Looking at it another way, the ratio between your waist and your hips is 0.7, which makes you very solidly in the category of "tiny waist." There's no way you are an apple or a rectangle, not with those measurements!!!
As for having trouble finding clothes that fit, I think the first question is to ask: where have you been shopping?
I am wondering if perhaps the issue is that you may be still shopping in junior section? And now your body has changed and become more womanly? It is easy to get in a rut and continue shopping in the same part of the store we are used to. Also it is easy to get fixated on a certain size we always wore.... and even if our bodies didn't change with pregnancy and nursing and just natural maturation process, the manufacturers have been changing the sizes on us!!! So what used to be a size 4 ten years ago is now a size 0.
If that's not the case - and you are truly leaving no retail stone unturned, and trying on clothes in a range of sizes - then there's simply the reality that clothing is mass-manufactured for an "average" figure shape and very, very few of us are average. Most people are going to find something is kind of off with clothing bought off-the-rack. Best approach is to keep searching and find the brands that work the best, then stick to them and be loyal (at least until they change their fit model, sigh....). And get things tailored.

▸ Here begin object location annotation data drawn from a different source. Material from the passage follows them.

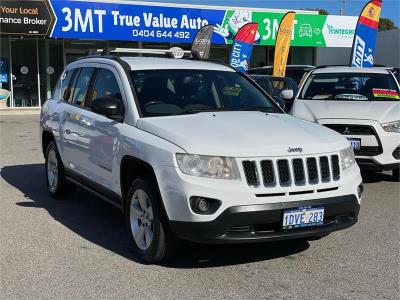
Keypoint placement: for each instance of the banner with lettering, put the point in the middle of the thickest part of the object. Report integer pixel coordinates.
(282, 45)
(131, 21)
(364, 43)
(202, 41)
(243, 46)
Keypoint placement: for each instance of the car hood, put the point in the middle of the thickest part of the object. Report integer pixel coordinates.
(314, 110)
(243, 134)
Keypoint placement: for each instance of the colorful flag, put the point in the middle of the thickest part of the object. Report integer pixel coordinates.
(363, 51)
(243, 46)
(202, 41)
(282, 44)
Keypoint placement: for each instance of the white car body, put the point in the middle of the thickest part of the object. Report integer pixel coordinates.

Regarding not liking belts, they aren't a requirement. Same goes for collared, button-down shirts (it's a very rare one of those that I can find that fit me, and even then, I just find them fussy). I bet you would look amazing in a wrap top.
Finally, can you be more specific? What brands have you tried, how do they not fit, and what do you define as "good fit"? I ask that last question because since finding YLF I'm realizing that my concept of "fits well" has changed quite a lot. I'm getting more and more used to more body-concious, form-fitting clothing. What I thought fit well a few years ago now seems too loose and baggy. So I do think it's an important term to define. It might be that clothes are fitting you just the way they are supposed to (your measurements are pretty common ones for your height), but that you need to adjust your eye. Does that make sense?